Running the Core on IP – Money Saving Legacy Protocol Tips
The transition from analog-based business video surveillance to an IP-based digital monitoring has gathered significant momentum over the course of the past five years. However, there are still many organizations that choose to maintain existing analog video systems because of the perceived costs associated with moving to an IP solution, as well as concerns about reliability. Fortunately, it is possible to combine analog and IP video surveillance under the same umbrella and in doing so reduce the overall security budget.

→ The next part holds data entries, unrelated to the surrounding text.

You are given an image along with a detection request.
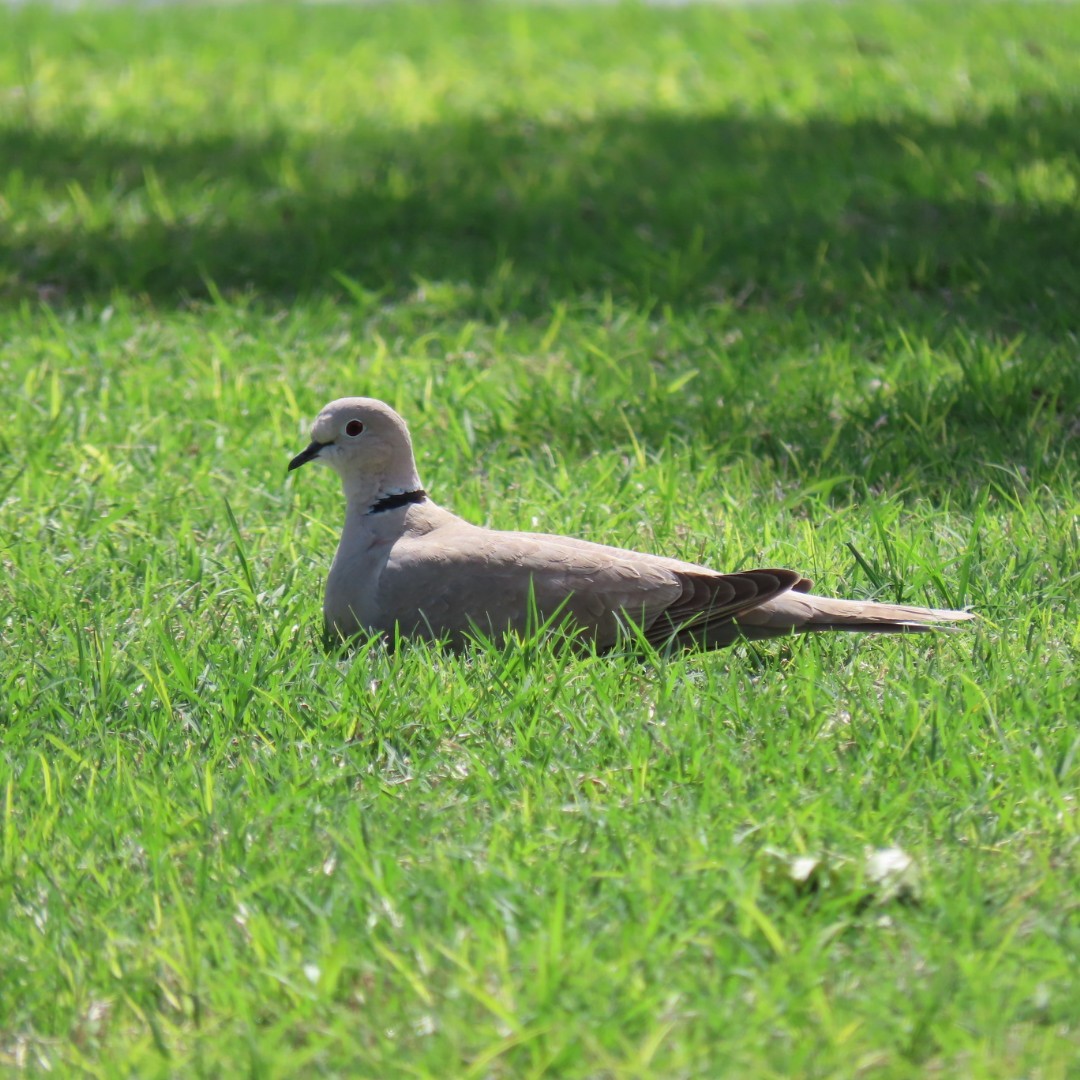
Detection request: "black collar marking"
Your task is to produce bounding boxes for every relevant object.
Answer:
[368,489,428,514]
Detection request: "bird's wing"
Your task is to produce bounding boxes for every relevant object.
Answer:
[372,523,803,649]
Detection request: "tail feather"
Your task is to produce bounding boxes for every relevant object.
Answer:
[732,591,975,642]
[637,566,974,651]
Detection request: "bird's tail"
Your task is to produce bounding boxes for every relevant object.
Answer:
[732,591,976,641]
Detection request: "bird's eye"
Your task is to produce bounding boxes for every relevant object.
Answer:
[344,419,365,437]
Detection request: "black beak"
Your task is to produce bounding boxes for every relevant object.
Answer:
[288,440,329,472]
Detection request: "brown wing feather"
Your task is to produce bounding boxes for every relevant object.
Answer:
[643,568,805,648]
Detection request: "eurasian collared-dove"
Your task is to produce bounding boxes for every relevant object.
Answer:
[289,397,975,650]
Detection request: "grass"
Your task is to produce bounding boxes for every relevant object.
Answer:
[1,0,1078,1075]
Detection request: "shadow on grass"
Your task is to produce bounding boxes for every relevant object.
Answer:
[3,96,1078,334]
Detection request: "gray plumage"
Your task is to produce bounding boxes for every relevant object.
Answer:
[289,398,975,650]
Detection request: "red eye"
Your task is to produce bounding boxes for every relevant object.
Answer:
[345,419,364,437]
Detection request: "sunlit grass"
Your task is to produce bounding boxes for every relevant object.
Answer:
[1,2,1078,1075]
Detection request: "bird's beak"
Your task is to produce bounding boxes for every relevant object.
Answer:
[288,440,329,471]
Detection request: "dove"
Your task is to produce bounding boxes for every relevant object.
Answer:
[289,397,975,650]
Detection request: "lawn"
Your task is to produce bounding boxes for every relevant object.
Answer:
[1,0,1078,1075]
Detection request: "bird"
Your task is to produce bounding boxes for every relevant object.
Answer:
[289,397,975,651]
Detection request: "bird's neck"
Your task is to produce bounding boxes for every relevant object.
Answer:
[340,484,447,549]
[367,488,428,514]
[341,463,424,516]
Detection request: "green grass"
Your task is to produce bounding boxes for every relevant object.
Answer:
[1,1,1079,1075]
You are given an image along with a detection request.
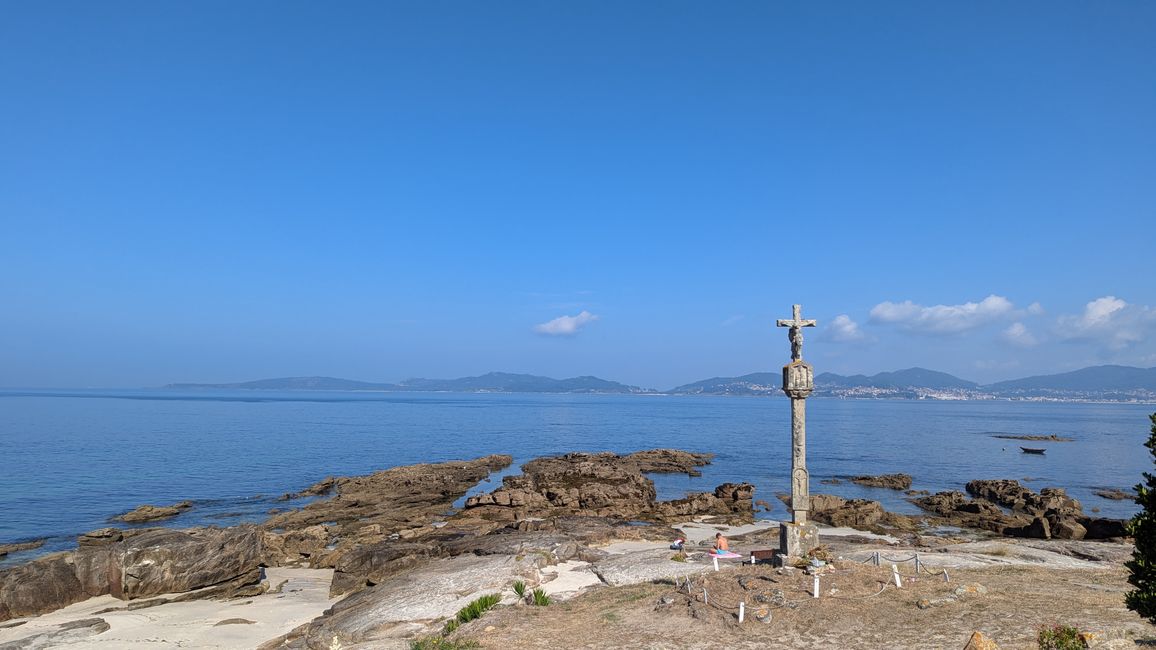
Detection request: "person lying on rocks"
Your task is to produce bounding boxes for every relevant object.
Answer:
[711,532,729,555]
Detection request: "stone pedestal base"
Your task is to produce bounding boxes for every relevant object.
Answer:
[776,522,819,566]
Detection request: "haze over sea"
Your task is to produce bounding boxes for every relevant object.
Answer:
[2,389,1150,563]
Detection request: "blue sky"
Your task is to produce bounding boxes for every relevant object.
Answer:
[2,2,1154,389]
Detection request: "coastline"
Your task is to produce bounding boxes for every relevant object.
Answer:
[1,450,1151,648]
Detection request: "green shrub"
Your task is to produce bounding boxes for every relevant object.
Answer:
[512,580,527,598]
[531,588,551,606]
[409,636,480,650]
[1037,623,1086,650]
[1127,413,1156,623]
[455,593,502,625]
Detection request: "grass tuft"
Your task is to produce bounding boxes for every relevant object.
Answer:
[531,587,551,606]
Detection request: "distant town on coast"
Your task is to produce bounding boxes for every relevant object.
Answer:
[165,364,1156,403]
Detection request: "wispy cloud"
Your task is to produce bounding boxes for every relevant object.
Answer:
[827,314,867,342]
[721,315,744,327]
[1001,322,1038,347]
[534,310,599,336]
[1057,296,1154,350]
[869,295,1015,334]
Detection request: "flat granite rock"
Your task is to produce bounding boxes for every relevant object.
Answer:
[591,547,712,587]
[262,554,541,648]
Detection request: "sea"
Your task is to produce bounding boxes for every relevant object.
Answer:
[1,389,1153,565]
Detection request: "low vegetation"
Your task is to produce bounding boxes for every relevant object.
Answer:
[531,587,551,606]
[1036,622,1087,649]
[1126,413,1156,623]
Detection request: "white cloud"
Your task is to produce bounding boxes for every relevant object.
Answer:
[1057,296,1153,349]
[827,314,866,342]
[534,310,599,336]
[869,295,1015,334]
[1027,302,1045,316]
[1001,322,1038,347]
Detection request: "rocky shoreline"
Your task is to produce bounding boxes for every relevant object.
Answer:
[0,450,1142,648]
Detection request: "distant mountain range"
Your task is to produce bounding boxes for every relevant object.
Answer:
[164,365,1156,401]
[165,372,652,394]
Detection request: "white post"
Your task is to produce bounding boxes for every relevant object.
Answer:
[812,574,819,598]
[738,601,745,623]
[713,556,720,572]
[892,564,902,588]
[750,553,755,565]
[703,587,709,605]
[943,569,950,583]
[914,554,921,574]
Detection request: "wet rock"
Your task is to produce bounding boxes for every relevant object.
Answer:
[113,501,193,523]
[281,476,337,500]
[77,528,124,547]
[1094,488,1131,501]
[0,539,44,557]
[851,474,912,490]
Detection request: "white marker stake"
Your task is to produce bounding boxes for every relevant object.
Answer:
[892,564,902,588]
[738,601,745,623]
[750,553,756,565]
[943,569,950,583]
[812,575,819,598]
[713,556,719,572]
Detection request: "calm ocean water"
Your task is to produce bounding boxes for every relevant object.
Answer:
[1,390,1153,563]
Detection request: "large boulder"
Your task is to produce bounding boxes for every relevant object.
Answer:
[0,553,85,620]
[808,494,885,529]
[114,526,263,599]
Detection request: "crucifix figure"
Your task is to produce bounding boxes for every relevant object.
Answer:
[775,304,819,559]
[777,303,816,362]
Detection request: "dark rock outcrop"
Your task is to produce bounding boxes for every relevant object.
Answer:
[851,474,913,490]
[0,525,263,622]
[0,553,85,620]
[462,451,752,524]
[913,480,1126,540]
[0,540,44,558]
[262,455,512,567]
[622,449,713,476]
[113,501,193,523]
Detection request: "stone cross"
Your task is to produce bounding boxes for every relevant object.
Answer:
[776,303,816,362]
[776,304,819,559]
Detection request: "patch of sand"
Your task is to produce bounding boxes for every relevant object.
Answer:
[0,568,336,649]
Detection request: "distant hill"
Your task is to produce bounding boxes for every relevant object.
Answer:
[818,367,979,390]
[668,372,779,395]
[984,365,1156,394]
[396,372,651,394]
[165,376,396,391]
[166,372,651,394]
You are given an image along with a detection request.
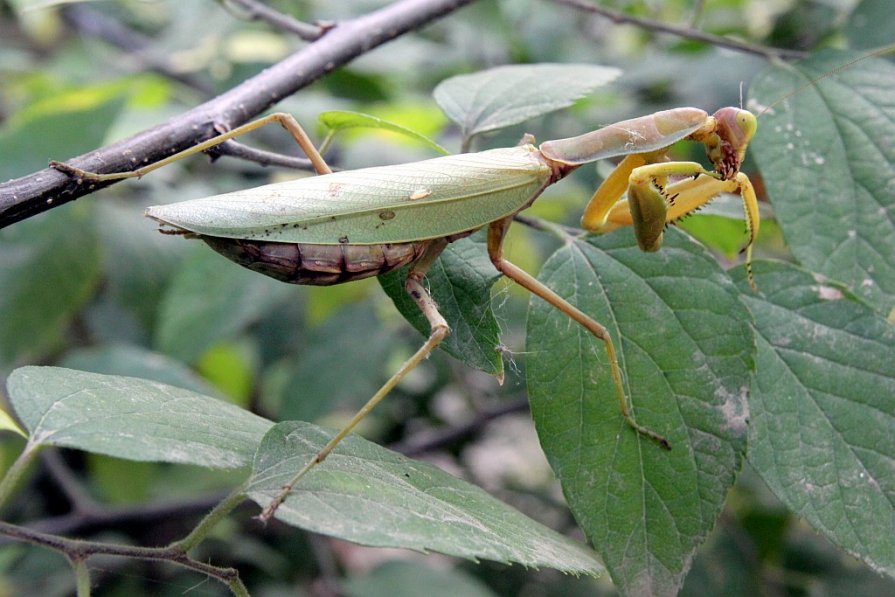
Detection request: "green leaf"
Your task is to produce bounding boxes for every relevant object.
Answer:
[60,344,223,397]
[0,206,102,365]
[734,261,895,577]
[245,421,604,575]
[749,50,895,315]
[845,1,895,50]
[7,367,273,468]
[155,247,294,363]
[433,64,620,138]
[379,235,504,377]
[319,110,450,155]
[527,228,753,596]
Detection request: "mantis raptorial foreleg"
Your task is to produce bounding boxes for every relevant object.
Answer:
[486,217,671,450]
[580,152,655,232]
[580,154,761,288]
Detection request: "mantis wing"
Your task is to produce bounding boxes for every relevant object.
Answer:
[146,147,552,245]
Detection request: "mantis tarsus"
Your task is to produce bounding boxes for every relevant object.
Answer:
[52,97,760,522]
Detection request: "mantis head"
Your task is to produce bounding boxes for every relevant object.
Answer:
[708,107,757,180]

An existing coaxial cable infrastructure can be used as a resource while shifting to or adopting aspects of IP video surveillance. Traditionally, the use of coax has been limited to transmitting standard-definition video feeds from close-circuit video cameras over relatively short distances compared to what can be achieved with an IP video network operating over twisted pair cable. New video systems can add an extra dimension to coax cable by allowing for RS 485 data transmission and DC power transmission alongside traditional video and audio signals. These systems are also capable of extending the range of transmission up to 1,000 meters, which is a significant improvement over analog coaxial video limits.
It is also possible to enhance existing analog video surveillance systems by integrating them with an IP core that adds improved functionality to video data by converting it from analog to digital. This type of deployment represents the best of both worlds from a cost and utility standpoint: security management is able to leverage an existing investment in analog infrastructure while simultaneously unbundling video storage and recording from the system. Remote network video recording software can stream digital video to a standard data center where it can be stored alongside other corporate data on the same affordable rackmount hardware. This eliminates the need to purchase dedicated proprietary recording equipment for business video surveillance use and enhances the redundancy of the system in question.
Divorcing encoding from storage using an analog-to-digital gateway also improves the efficiency of data centers by removing the burden of processing incoming streams at the server level. Once a video feed has been captured by the encoding device, it can be streamed to any location accessible via IP, which allows individual servers to manage a greater number of feeds. Analog viewing stations can still be kept in the mix by employing digital-to-analog gateways that can pull IP video from the network and allow for full interaction by security personnel using the equipment of their choice.
Embracing IP video surveillance doesn’t necessarily mean abandoning a previous investment in a legacy analog system. Careful consideration of the needs of an organization, combined with a full understanding of the benefits of digital video often reveals a cost-saving compromise.